‘SELF-REGUALTED LEARNING’

 

On January 6th over 150 Principals, Teachers, textbooks publishers and other experts in the field of education made their presence at the conference organized by the University of Saint Joseph, under the theme “Self-Regulated Learning”. The Director of Education Mr. Lo Pak San, the Rector of the University Fr. Peter Stilwell and representatives from Taiwan and Hong Kong were among the main guests.

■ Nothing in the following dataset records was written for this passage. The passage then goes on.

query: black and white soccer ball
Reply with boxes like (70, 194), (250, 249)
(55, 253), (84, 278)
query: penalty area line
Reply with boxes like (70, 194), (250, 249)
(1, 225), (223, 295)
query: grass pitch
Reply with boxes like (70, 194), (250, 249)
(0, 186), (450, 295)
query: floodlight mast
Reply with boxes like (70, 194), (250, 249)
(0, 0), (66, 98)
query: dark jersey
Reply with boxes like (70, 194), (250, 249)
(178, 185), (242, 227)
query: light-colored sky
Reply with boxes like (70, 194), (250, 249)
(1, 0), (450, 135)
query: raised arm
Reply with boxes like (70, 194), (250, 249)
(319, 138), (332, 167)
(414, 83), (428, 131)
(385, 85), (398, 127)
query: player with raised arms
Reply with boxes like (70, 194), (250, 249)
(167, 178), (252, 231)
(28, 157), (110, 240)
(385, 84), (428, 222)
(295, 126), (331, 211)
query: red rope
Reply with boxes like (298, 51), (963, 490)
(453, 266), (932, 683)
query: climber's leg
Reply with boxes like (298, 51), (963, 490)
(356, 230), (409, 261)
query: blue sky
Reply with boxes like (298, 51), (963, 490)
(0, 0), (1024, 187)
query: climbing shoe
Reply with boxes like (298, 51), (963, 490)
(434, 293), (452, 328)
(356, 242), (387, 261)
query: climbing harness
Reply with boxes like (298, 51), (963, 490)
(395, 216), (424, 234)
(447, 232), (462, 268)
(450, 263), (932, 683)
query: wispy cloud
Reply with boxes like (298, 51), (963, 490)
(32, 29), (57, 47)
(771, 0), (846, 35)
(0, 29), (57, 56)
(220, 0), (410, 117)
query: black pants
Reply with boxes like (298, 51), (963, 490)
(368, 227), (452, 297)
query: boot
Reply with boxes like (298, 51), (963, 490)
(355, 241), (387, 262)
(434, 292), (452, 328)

The Seminar was opened with the address from the Rector of the University and Ms. Ana Corea, Dean of the Faculty of Education, followed by the lectures of the four speakers. Our brother, Fr. Alejandro Salcedo was one among the lectures, with his presentation “Self-Regulated Learning: Exploring the Emerging Use of Flipped Learning”. 

 

Fr. Alejandro Salcedo, Principal of Saint Paul School, and with over 30 years of experience in the field of education, made a review of the present educational system and the need for a change in our classrooms. With his opening statement “if we do what we have always done, we will get the result we have always got” draw the attention of the audience and brought them through the journey of our schools present reality and the need to do “more, better and different” for a better future. “An education without vision is a future without hope” Fr. Alejandro Salcedo said. While big changes and development have taken place in other fields of our society (e.g. industry, health, ICT, etc.) our education system is still much the same as 30 or 40 years ago, when the main role of learning and teaching was based on the “transmission of information rather than the inner-formation, bread and money oriented rather than life oriented and with emphasis on theoretical knowledge rather than on practical skills, and where memorization was more important than understanding”.

“It may be true that our classrooms are equipped with 21st-century gadgets, but they are sitting in a 20th-century learning and teaching environment”, he said.  We need to go beyond the skills of the 20th century to be productive in the 21st. century. There is an urgent need to change from “conformity learning to divergent thinking. We need to be different, think different, speak different, expect different, perceive different. We need not to work harder but smarter”, Fr. Alejandro alleged.

With globalization skills have become more important than qualifications and we will be as good as the skills we possess, and how well we do things. Teaching and learning must be seen from the 21st-century point of view, “teaching must be inspiring change rather than imparting knowledge, and learning acquiring understanding rather than absorbing facts. The education of our future generation is not a video game where we have several lives; in our classrooms we only have one chance, either we succeed or fail, either we learn from success or from failure, so we must do the right thing and do the thing right.

We do not have to work harder, we need to work smarter

 We live in an age of uncertainty Fr. Alejandro said, where according to statistics robots will replace 800 million jobs by 2030 and where traditional career paths are on the way out. “The past is a place to learn from and not a place to live in”, Fr. Alejandro asserted, therefore, “we have to initiate and determine the nature of the future by giving direction and purpose to the present education”. As Fr. Alejandro said and I quote: “if we want to have something that we never had we have to do something that we never have done”, we need to implement a pedagogical approach in our education system where direct instruction moves from the groups learning space to the individual learning space, and the resulting group space is transformed into a dynamic, interactive learning and teaching environment and where the teacher is not the ‘sage on the stage’ but the ‘guide on the side.

According to Fr. Alejandro, “an educational strategy without vision in the future will make us always return to the past”. Now more than ever, he continued, “need to form skills in our younger generation where machines cannot compete with us ….we have to instill in the future leaders minds capable to analyze, evaluate, create, compare and contrast, judge and assess, investigate, choose and analyze. We must flip our learning environment from the traditional course-centric model to the learner-centric approach. We need to flip that traditional learning environment by delivering academic content outside the class and use the class time for discussion and application.”  This, according to Fr. Alejandro, is the baseline of flipping learning.

In today’s world it is not enough for our younger generation to be passive learners, receiving, undemanding and repeater minds but “active learners, owners of their learning, questioners, they need to be engaged and motivated towards a lifelong learning.” The classical setting of a classroom is all about the teacher and the teacher’s needs. All the tools are for the use of the teacher, thus, the student becoming a merely passive receiver of information. 

 

“We need to overturn the traditional model by moving away from teacher centered space into a more collaborate student-centered learning environment, an environment where the student initiates the learning and the teacher the teacher becomes a facilitator and advisor.”

No one puts a piece from a new garment on an old one or new wine into old wineskins (Lk. 5:36-39). “I see and I forget, I hear and I remember, I do and I understand” (Chinese Proverb). “We do not have to do different things, we have to do things differently” he said.  Flipping learning is not a ‘magic bullet’; it is the first step in reframing the role of the teacher and the student in the classroom. Flipping our learning environment is a win-to-win situation for both students and teachers and the society as a whole. By doing the right thing now, it will be more difficult for the younger generation to take the wrong choice in the future” he concluded.